How many mail operators out there are forcing outbound SMTP communications to use TLS? Is this a common practice now? I know secure everything and TLS everywhere is a popular movement at this moment.
I've noticed that Constant Contact (constantcontact.com - at least the mail server at 205.207.104.108) and yahoo.co.jp (67.195.204.74) don't appear to be accepting STARTTLS. Is that strange? yahoo.com appears to handle STARTTLS but yahoo.co.jp does not. There may be other country/region specific Yahoo domains that don't. I'm just wondering if that is common. Perhaps the administrators of these mail servers are unaware of this? Constant Contact - whose primary purpose would seem to be to insure mail delivering - not accepting STARTTLS seems extremely strange.
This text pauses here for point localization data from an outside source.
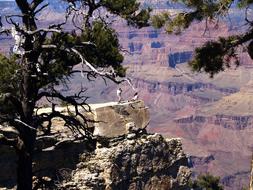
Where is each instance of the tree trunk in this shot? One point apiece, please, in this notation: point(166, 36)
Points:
point(25, 159)
point(24, 170)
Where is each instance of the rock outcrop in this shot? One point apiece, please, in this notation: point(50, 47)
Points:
point(146, 162)
point(122, 156)
point(114, 119)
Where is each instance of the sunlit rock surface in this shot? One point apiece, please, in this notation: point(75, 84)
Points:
point(113, 118)
point(136, 162)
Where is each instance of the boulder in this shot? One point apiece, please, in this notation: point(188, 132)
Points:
point(114, 119)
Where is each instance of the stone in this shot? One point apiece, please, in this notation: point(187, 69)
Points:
point(136, 165)
point(115, 119)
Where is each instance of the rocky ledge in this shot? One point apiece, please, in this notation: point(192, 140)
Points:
point(143, 161)
point(121, 155)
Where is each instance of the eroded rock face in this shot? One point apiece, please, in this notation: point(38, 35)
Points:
point(113, 118)
point(148, 162)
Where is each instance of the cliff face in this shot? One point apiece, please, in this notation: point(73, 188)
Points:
point(146, 162)
point(129, 158)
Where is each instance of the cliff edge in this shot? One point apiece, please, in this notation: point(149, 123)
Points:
point(137, 162)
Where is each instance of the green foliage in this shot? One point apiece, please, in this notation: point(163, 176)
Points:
point(206, 182)
point(106, 49)
point(8, 74)
point(128, 10)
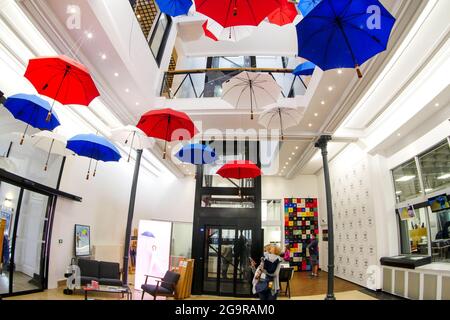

I've been toying with the idea of forcing outbound SMTP connections to use TLS, but thought I'd take a quick look and see who might miss mail if this done. It looks like most mail servers handle TLS, I haven't extended this test to a lot of servers yet so it may just be that the mail servers I have enacted this on are small volume senders. I should note, forcing TLS is different from preferring TLS. I think a lot of MTAs (at least Exim, I think?) prefer TLS and will attempt to negotiate a STARTTLS session, but if that fails, then it will continue without TLS. By forcing TLS, I'm telling my server to close the connection if a STARTTLS session can't be started. Are any other mail server admins doing this? Or is it still too early to require this?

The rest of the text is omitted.